Table of contents

Set up a remote Hadoop cluster to work with Watson Studio Local

You can set up a remote Hadoop cluster to allow Watson Studio Local users to securely access the data that resides on a Hadoop cluster and submit jobs to use Spark and compute resources on the Hadoop cluster.

Watson Studio Local interacts with a Hadoop cluster through the following four services:
Service Purpose
WebHDFS Browse and preview HDFS data
WebHCAT Browse and preview Hive tables
Livy for Spark Submit jobs to Spark on the Hadoop cluster.
Livy for Spark2 Submit jobs to Spark2 on the Hadoop cluster.
Setting up a Hadoop cluster for Watson Studio Local entails installing and configuring the four services.
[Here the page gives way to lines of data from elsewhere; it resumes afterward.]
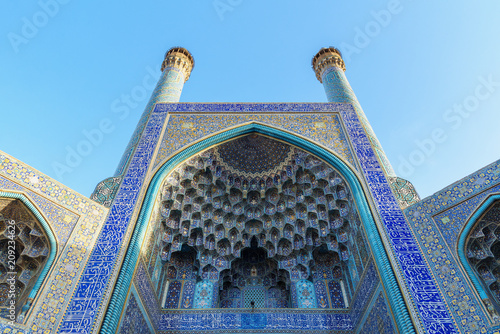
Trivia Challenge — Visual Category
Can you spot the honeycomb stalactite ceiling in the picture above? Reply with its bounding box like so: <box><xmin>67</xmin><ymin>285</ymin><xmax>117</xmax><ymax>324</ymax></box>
<box><xmin>155</xmin><ymin>134</ymin><xmax>359</xmax><ymax>306</ymax></box>
<box><xmin>214</xmin><ymin>134</ymin><xmax>292</xmax><ymax>176</ymax></box>
<box><xmin>0</xmin><ymin>197</ymin><xmax>50</xmax><ymax>318</ymax></box>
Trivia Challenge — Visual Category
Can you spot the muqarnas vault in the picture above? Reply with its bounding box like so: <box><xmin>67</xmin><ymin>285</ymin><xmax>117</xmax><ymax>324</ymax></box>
<box><xmin>0</xmin><ymin>47</ymin><xmax>500</xmax><ymax>334</ymax></box>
Additionally, for kerberized clusters, the setup entails configuring a gateway with JWT-based authentication to securely authenticate requests from Watson Studio Local users.
Important: The set up tasks must be performed by a Hadoop administrator.
Edge node hardware requirements
  • 8 GB memory
  • 2 CPU cores
  • 100 GB disk, mounted and available on /var in the local Linux file system. The installation creates the following directories: /var/log/dsxhi, /var/log/livy, and /var/log/livy2 to store the logs and /var/run/dsxhi, /var/run/livy and /var/run/livy2 to store the process IDs. These locations are not configurable.
  • 10 GB network interface card recommended for multi-tenant environment (1 GB network interface card if WEBHDFS will not be heavily utilized)
Edge node requirements
  • Have Python 2.7 installed.
  • CDH only: Have Java Development Kit Version 1.8 installed.
  • Have curl 7.19.7-53 or later to allow secure communication between the Hadoop registration service and Watson Studio Local.
Ports
  • Have an external port for the Hadoop registration service.
  • Have an internal port available for the Hadoop registration REST service.
  • Depending on the service that needs to be exposed by Hadoop registration, have internal ports available for Livy for Spark and Livy for Spark 2.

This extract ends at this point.